# Chapter 4 Kernel regression estimation I

The relation between two random variables \(X\) and \(Y\) can be completely characterized by their joint cdf \(F\) or, equivalently, by their joint pdf \(f\) if \((X,Y)\) is continuous. In the regression setting, we are interested in predicting/explaining the *response* \(Y\) by means of the *predictor* \(X\) from a sample \((X_1,Y_1),\ldots,(X_n,Y_n)\). The role of the variables is not symmetric: \(X\) is *used* to predict/explain \(Y\).

We first consider the simplest situation^{115}: a single *continuous* predictor \(X\) to predict a response \(Y\).^{116} In this case, recall that the complete knowledge about \(Y\) when \(X=x\) is given by the conditional pdf \(f_{Y| X=x}(y)=\frac{f(x,y)}{f_X(x)}\). While this pdf provides full knowledge about \(Y| X=x\), estimating it is also challenging: for each \(x\) we have to estimate a *different curve*! A simpler approach, yet still challenging, is to estimate the conditional mean (a scalar) for each \(x\) through the so-called *regression function*

\[\begin{align} m(x):=\mathbb{E}[Y\vert X=x]=\int y\mathrm{d}F_{Y\vert X=x}(y)=\int yf_{Y\vert X=x}(y)\mathrm{d}y.\tag{4.1} \end{align}\]

As we will see, this density-based view of the regression function is very useful to motivate estimators.

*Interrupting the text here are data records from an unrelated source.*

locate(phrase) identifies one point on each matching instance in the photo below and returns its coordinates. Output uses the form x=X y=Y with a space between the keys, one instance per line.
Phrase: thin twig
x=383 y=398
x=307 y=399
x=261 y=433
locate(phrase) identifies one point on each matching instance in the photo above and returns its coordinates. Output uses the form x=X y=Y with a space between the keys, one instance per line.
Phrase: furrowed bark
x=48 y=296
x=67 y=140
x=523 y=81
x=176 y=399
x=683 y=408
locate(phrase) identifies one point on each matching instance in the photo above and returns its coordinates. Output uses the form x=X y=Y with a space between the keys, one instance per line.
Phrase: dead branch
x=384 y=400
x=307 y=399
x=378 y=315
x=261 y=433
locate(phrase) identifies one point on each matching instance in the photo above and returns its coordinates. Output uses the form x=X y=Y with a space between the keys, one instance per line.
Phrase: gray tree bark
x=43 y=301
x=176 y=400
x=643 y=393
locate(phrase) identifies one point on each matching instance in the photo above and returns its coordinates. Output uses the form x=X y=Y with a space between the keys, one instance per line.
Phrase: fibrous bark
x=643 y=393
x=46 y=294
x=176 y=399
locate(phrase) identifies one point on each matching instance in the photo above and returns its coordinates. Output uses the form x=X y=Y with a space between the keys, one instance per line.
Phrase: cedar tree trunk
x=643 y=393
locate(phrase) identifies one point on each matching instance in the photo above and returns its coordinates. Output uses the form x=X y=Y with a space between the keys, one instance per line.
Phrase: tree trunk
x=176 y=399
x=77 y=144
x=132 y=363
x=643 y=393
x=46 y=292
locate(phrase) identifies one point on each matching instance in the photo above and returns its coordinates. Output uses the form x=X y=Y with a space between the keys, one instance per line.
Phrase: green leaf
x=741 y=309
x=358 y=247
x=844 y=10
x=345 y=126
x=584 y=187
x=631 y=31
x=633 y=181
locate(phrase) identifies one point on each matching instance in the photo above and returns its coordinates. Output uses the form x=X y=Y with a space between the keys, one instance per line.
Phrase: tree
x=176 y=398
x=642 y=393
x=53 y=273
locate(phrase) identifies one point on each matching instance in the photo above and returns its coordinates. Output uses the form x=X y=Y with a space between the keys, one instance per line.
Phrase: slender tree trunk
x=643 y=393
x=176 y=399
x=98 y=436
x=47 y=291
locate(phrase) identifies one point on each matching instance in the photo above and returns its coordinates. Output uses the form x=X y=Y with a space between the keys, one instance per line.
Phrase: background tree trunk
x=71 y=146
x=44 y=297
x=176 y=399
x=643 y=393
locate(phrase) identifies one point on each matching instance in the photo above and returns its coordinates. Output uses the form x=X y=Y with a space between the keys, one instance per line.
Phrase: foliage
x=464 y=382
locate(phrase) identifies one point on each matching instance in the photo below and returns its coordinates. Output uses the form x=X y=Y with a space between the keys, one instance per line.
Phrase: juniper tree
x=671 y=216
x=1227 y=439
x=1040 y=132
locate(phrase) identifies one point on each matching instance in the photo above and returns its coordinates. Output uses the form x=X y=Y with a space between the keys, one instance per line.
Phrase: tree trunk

For the sake of introducing the main concepts in kernel regression estimation. On Chapter 5 we will see more general situations with several predictors, possibly non-continuous.↩︎

Formally, the response \(Y\) does not need to be continuous. We implicitly assume \(Y\) is continuous to use (4.2) as a motivation for (4.5), but the subsequent derivations in the chapter are also valid for non-continuous responses.↩︎